Menurut data Indonesia Corruption Watch (ICW), terdapat 21
kasus dugaan korupsi, suap, penggelembungan tarif, dan sejenisnya yang
melibatkan PLN yang terungkap dari tahun 2015-2019.
Hal ini lantaran PLN merupakan penyedia jasa listrik utama di
Indonesia dengan capital expenditure atau capex yang mencapai 100 triliun
rupiah untuk menyediakan perangkat pembangkit dan jaringan listrik.
"Setiap tahun itu PLN membangun [pembangkit listrik]

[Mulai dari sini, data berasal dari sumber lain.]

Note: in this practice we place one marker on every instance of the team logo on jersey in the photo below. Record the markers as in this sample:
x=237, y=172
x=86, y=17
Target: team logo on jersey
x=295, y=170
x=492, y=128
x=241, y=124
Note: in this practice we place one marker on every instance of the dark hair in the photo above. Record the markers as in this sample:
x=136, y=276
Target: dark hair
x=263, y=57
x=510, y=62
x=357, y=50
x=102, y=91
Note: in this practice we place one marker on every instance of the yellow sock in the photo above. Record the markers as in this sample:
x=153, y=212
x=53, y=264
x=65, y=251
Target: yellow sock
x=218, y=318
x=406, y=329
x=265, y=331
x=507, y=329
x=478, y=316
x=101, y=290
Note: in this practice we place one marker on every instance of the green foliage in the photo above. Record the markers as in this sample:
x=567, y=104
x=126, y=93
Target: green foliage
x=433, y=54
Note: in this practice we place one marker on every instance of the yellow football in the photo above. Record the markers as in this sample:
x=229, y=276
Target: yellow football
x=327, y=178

3000-5000 megawatt. Baik dibangun sendiri maupun oleh swasta. Anda bisa
bayangkan, PLN dengan nilai capex mencapai kira-kira 80-100 triliun rupiah
untuk perangkat pembangkit listrik dan jaringan listrik... Kita bisa bayangkan,
dengan nilai yang sebesar itu, banyak sekali orang yang ingin mendapatkan kue
itu," ujar Fabby.
"Jadi dengan kebutuhan atau pengeluaran yang sedemikian
besar, proyek-proyek PLN menjadi incaran banyak pihak, baik secara positif atau
negatif, sampai melakukan tindakan penyuapan dan lain sebagainya. Kalau kita
lihat di jaman dulu ini membuka banyak kesempatan karena tata kelola pengawasan
lemah," tambahnya.
Perbaikan dalam tubuh
PLN
Meski demikian, Fabby menilai bahwa PLN telah menyadari
keburukan praktiknya di masa lalu dan tengah berusaha memperbaiki diri.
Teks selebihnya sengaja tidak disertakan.